The Logues were among the first in the area to suspect the water; they had been alerted by their son's doctor, a cardiologist who was familiar with studies that related heart defects in infants to exposure of their pregnant mothers to TCE and TCA (trichloroethane) in drinking water. When they raised their concerns at public meetings with health officials, says Logue, they found their neighbors began to turn against them.

"Here were people who we had helped put up fences and mailboxes, and now they were arguing with us or they wouldn't talk to us," Logue says. "They were worried about property values going down. We got some threats. At one meeting at Kendallvue Elementary, some people were saying we deserved to be shot for what we did to their neighborhood. People were screaming at the top of their lungs. It was a free-for-all. And the people there from the water board and the health department and the EPA were sitting there at the front of the room all pious, like nothing was going on."

Health department officials are still acting as if nothing happened, complains Andrienne Anderson. CDH recently enacted a new data-request policy that officials say better protects the identity of individuals whose medical records comprise its database. But Anderson says that measure is being used to stonewall research by epidemiologists trying to get to the bottom of the Friendly Hills issue.

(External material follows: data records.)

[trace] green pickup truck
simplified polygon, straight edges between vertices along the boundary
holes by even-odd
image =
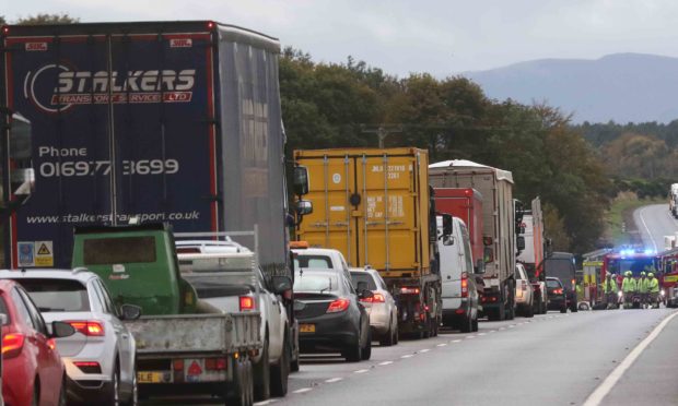
[[[72,266],[100,275],[118,304],[142,309],[125,321],[137,341],[141,396],[204,393],[253,404],[259,313],[223,313],[198,300],[167,225],[79,228]]]

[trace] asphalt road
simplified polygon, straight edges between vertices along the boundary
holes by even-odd
[[[258,405],[582,405],[671,312],[550,312],[533,319],[481,322],[478,333],[443,332],[394,347],[375,344],[372,359],[358,363],[338,356],[304,356],[301,371],[290,375],[288,396]],[[678,370],[678,351],[671,344],[678,339],[675,320],[603,404],[678,403],[678,385],[669,379]],[[663,384],[653,385],[657,381]],[[639,387],[654,390],[639,392]],[[629,396],[620,395],[623,390]],[[185,399],[172,404],[218,403]]]
[[[652,204],[636,208],[633,219],[641,231],[645,248],[657,252],[664,250],[664,236],[678,231],[678,220],[668,212],[668,204]]]

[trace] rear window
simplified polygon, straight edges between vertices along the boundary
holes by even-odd
[[[87,289],[78,280],[26,278],[20,283],[40,312],[90,311]]]
[[[85,265],[155,262],[155,237],[100,238],[84,241]]]
[[[0,296],[0,314],[4,314],[4,323],[2,325],[10,324],[10,313],[7,311],[7,303],[4,299]]]
[[[294,258],[294,268],[301,267],[322,267],[331,270],[332,261],[327,255],[297,255]]]
[[[365,272],[351,272],[351,279],[353,282],[353,287],[356,289],[358,289],[359,282],[364,282],[365,284],[367,284],[369,290],[377,289],[376,283],[374,282],[374,278],[372,277],[372,275]]]
[[[297,273],[294,277],[294,291],[330,292],[339,290],[339,279],[331,273]]]

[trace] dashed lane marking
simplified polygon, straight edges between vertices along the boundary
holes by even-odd
[[[621,361],[621,363],[617,366],[617,368],[615,368],[609,375],[607,375],[605,381],[603,381],[603,383],[600,383],[600,385],[596,387],[596,390],[586,398],[586,402],[584,402],[584,406],[598,406],[603,402],[603,399],[605,399],[605,396],[607,396],[607,394],[610,393],[610,391],[615,387],[621,377],[623,377],[624,372],[629,368],[631,368],[638,357],[643,354],[645,348],[647,348],[647,346],[652,344],[652,342],[659,335],[659,333],[662,333],[664,327],[666,327],[666,325],[676,315],[678,315],[678,312],[674,312],[668,315],[662,321],[662,323],[659,323],[659,325],[657,325],[652,331],[652,333],[650,333],[647,337],[645,337],[645,339],[640,342],[639,345],[635,346],[635,348],[633,348],[633,350],[627,356],[627,358],[624,358],[624,360]]]
[[[311,392],[311,391],[313,391],[313,387],[302,387],[302,389],[296,390],[296,391],[294,391],[292,393],[306,393],[306,392]]]

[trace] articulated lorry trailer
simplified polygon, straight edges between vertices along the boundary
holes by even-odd
[[[379,272],[398,303],[398,331],[434,335],[442,319],[429,157],[417,148],[295,151],[313,213],[296,237]]]
[[[513,175],[470,160],[445,160],[429,166],[434,188],[472,188],[483,196],[482,239],[484,289],[482,313],[490,320],[515,314],[515,213]]]

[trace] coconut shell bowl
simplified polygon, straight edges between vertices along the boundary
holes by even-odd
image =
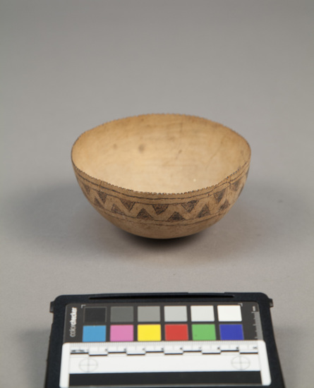
[[[147,114],[85,132],[71,156],[80,188],[107,220],[135,235],[172,238],[227,214],[246,183],[250,149],[210,120]]]

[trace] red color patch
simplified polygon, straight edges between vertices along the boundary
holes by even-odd
[[[166,325],[166,341],[186,341],[188,339],[187,325]]]

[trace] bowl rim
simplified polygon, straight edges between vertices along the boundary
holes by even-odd
[[[219,182],[218,182],[217,183],[216,183],[215,185],[212,185],[212,186],[206,186],[206,187],[203,187],[203,188],[198,188],[197,190],[188,190],[188,191],[182,191],[182,192],[177,192],[177,193],[141,191],[141,190],[133,190],[132,188],[127,188],[119,186],[117,186],[117,185],[114,185],[112,183],[110,183],[109,182],[107,182],[106,181],[99,179],[98,178],[95,178],[95,176],[92,176],[87,174],[84,171],[79,169],[76,166],[76,164],[74,163],[73,157],[74,147],[75,147],[76,143],[78,143],[78,141],[80,139],[80,138],[84,136],[87,133],[90,132],[92,131],[94,131],[94,130],[98,128],[99,127],[100,127],[102,126],[105,126],[107,124],[109,124],[109,123],[114,123],[116,121],[122,121],[122,120],[125,120],[126,119],[133,119],[133,118],[137,118],[137,117],[145,117],[145,116],[184,116],[184,117],[192,117],[192,118],[201,119],[203,120],[205,120],[207,121],[210,121],[210,122],[213,123],[215,124],[223,126],[223,127],[227,128],[228,130],[231,131],[231,132],[233,132],[234,133],[235,133],[236,135],[237,135],[238,137],[241,138],[244,140],[245,143],[246,143],[246,145],[248,146],[248,152],[249,152],[248,159],[245,163],[241,164],[238,167],[238,169],[237,169],[235,171],[230,174],[226,178],[222,179],[222,181],[220,181]],[[200,194],[200,192],[211,191],[211,190],[214,190],[215,188],[217,188],[217,187],[226,183],[227,182],[228,182],[229,181],[231,181],[232,176],[234,176],[234,175],[236,175],[240,170],[242,170],[246,166],[246,165],[248,165],[248,166],[249,167],[250,162],[251,153],[252,152],[251,152],[250,146],[248,142],[246,140],[246,139],[245,138],[243,138],[243,136],[242,136],[241,135],[238,133],[236,131],[224,126],[224,124],[218,123],[217,121],[213,121],[212,120],[210,120],[209,119],[205,119],[205,118],[203,118],[203,117],[201,117],[201,116],[199,116],[191,115],[191,114],[170,114],[170,113],[152,113],[152,114],[138,114],[138,115],[135,115],[135,116],[126,116],[126,117],[121,117],[120,119],[116,119],[110,120],[109,121],[105,121],[102,124],[99,124],[99,125],[98,125],[95,127],[93,127],[90,129],[87,129],[87,131],[85,131],[83,133],[81,133],[78,136],[78,138],[76,140],[76,141],[74,142],[74,143],[72,146],[71,152],[71,162],[72,162],[72,164],[73,166],[73,168],[74,168],[75,171],[76,170],[76,171],[79,171],[83,176],[85,176],[90,178],[90,179],[92,179],[92,181],[97,181],[98,183],[97,186],[99,186],[99,187],[103,187],[104,185],[104,186],[107,186],[108,188],[110,188],[111,190],[114,190],[119,189],[119,190],[126,191],[127,193],[129,193],[130,194],[133,194],[133,195],[136,195],[136,194],[142,195],[145,195],[150,196],[150,196],[159,197],[159,196],[162,195],[163,197],[171,198],[173,198],[174,196],[176,196],[176,195],[186,195],[186,194],[191,195],[192,193],[198,195],[198,194]]]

According to Glen Groben, the new policy, instituted last March, would have prevented him from studying the possible relationship between health disorders in children and their exposure to water from Kassler--even if he had completed a study protocol as the department demanded.

"They said they wouldn't give out data with cell sizes less than three," says Groben. (A cell size is the number of persons afflicted with a specific condition in a given population group.) "With environmentally caused cancers, you're always dealing with low numbers because of the mechanism of cancer development," Groben explains. "It takes time. So their restrictions on cell sizes under three made my research impossible."

According to the health department's executive director, Dr. Patricia Nolan, the policy was put in place due to concerns that health information might fall into the hands of people who'd violate the privacy of individuals whose records make up CDH's database. "It's not that hard statistically to identify a person in a population group of 5,000 people," she says.

"Who'd need to?" responds Richard Clapp, who believes his 1991 request was also impeded by CDH confidentiality restrictions. "We made it clear that we were not in any way intending to identify individuals in our research."

But Nolan says the new policy was instituted mainly to make policies on the release of data "consistent within the department. Actually, we were concerned that people who had legitimate reasons to receive data weren't always getting it," she says.

As CDH and researchers continue haggling, the Logues have tried to get on with their lives. Two years after burying their son, they put their home up for sale. "It seemed like we were beating our heads against a wall," says Curtis Logue. "As time went by, it became obvious that nothing ever was going to be done."

The house failed to sell. A disclosure document revealing their suspicions about the water was probably to blame, Logue says. "The only thing we could do was let it go to foreclosure," he adds. "We had to get away from there."

Logue says he doesn't fault "everyone at Martin Marietta"--just those people who "worked there that knew what was going on. Those are the people who really anger me.

"We never wanted to win some big lawsuit," adds Logue. "We wanted to see those people who were responsible at the water board and at Martin Marietta brought to justice. We still carry it around," he says of his anger. "Even after ten years. I guess we'll always carry it around.